Still, the film is unquestionably the work of Almodóvar, who labors over every detail. Given that he works behind the shield of El Deseo, the production company he started with his brother Agustín, Almodóvar controls everything from his shooting schedule to the décor. His interiors and costumes pop with color, dynamic contrasts, and textures, bringing modest rooms such as Janis’ kitchen to vivid life. Parallel Mothers looks like a highly composed and considered visual space that permeates a vibrancy into the characters and scenario from one moment to the next. He even controls the marketing: the film’s initial poster featured a stark red background in which an eye-shaped space revealed a woman’s nipple, and a drop of mother’s milk, in monochrome—evoking a mother’s tear over the bloody trauma of the past. The poster caused some mild (and absurd) controversy online, all the while ensuring word about the film spread even further. In each decision, Almodóvar applies a master’s intention, making the result a readable and inspired evocation.  
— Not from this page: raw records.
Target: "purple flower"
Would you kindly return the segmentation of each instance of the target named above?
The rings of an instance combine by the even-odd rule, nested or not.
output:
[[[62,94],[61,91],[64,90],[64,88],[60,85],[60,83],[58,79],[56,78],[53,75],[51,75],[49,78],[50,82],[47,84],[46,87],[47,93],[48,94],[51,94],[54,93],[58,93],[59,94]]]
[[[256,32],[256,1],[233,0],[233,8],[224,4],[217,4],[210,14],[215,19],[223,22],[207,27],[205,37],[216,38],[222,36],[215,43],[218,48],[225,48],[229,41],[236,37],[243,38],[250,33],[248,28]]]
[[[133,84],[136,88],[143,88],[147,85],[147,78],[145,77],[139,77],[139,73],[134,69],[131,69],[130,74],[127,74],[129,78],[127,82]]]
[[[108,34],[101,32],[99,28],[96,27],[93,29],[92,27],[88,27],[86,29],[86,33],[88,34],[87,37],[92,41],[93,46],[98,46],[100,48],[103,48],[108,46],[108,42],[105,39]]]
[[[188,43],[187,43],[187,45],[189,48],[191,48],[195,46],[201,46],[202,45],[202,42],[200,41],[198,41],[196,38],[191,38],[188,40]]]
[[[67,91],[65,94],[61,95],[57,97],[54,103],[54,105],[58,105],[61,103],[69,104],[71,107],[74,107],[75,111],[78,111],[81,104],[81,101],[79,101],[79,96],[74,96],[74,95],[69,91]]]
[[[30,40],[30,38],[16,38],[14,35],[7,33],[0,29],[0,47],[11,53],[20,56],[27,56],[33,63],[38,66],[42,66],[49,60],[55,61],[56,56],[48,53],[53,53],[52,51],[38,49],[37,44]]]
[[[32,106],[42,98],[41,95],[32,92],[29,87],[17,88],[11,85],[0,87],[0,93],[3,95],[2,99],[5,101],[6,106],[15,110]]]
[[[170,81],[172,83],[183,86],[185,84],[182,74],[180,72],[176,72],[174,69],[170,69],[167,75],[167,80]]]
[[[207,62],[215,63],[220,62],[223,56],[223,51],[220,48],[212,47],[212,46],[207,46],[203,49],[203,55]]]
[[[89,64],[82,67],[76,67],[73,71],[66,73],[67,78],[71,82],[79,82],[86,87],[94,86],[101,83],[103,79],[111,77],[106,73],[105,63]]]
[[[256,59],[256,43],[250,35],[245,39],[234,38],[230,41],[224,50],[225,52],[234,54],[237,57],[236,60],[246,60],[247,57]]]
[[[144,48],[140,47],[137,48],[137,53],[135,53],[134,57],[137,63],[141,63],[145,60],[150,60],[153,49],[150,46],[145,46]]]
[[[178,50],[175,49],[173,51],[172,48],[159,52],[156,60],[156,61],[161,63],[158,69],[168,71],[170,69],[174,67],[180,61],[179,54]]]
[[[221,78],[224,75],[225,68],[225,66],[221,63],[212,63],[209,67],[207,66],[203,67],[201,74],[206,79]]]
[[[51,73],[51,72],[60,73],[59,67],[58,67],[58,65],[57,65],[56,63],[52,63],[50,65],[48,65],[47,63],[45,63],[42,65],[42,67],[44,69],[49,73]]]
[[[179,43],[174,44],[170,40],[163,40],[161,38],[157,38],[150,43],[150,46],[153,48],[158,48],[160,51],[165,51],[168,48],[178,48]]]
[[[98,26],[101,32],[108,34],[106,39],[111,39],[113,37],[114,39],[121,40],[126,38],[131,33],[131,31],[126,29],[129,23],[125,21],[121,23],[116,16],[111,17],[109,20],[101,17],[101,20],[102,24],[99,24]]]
As ever, Almodóvar directs his actors in Parallel Mothers to give deeply human performances, just as he wrote them. Cruz, who has acted in seven Almodóvar films since first appearing in Live Flesh, is terrific and full of life here. It might be her greatest performance next to the one in Volver. Almodóvar and Cruz, as director and actor, trust each other entirely, following Janis through a series of decisions that will be painful—the pain of childbirth, the pain of separation, the pain of confronting the past—but necessary. Only someone as strong as Janis could manage them with such fearless grace, and only someone as skilled as Cruz could make her come alive. Without becoming preachy or didactic about its subject, Parallel Mothers addresses Spanish politics and disentangles the nation’s trauma, urging Spain to have the same willingness to endure pain. After all, if every woman avoided childbirth to avoid the pain of labor, society would cease to be. Only through an acceptance of pain comes new life.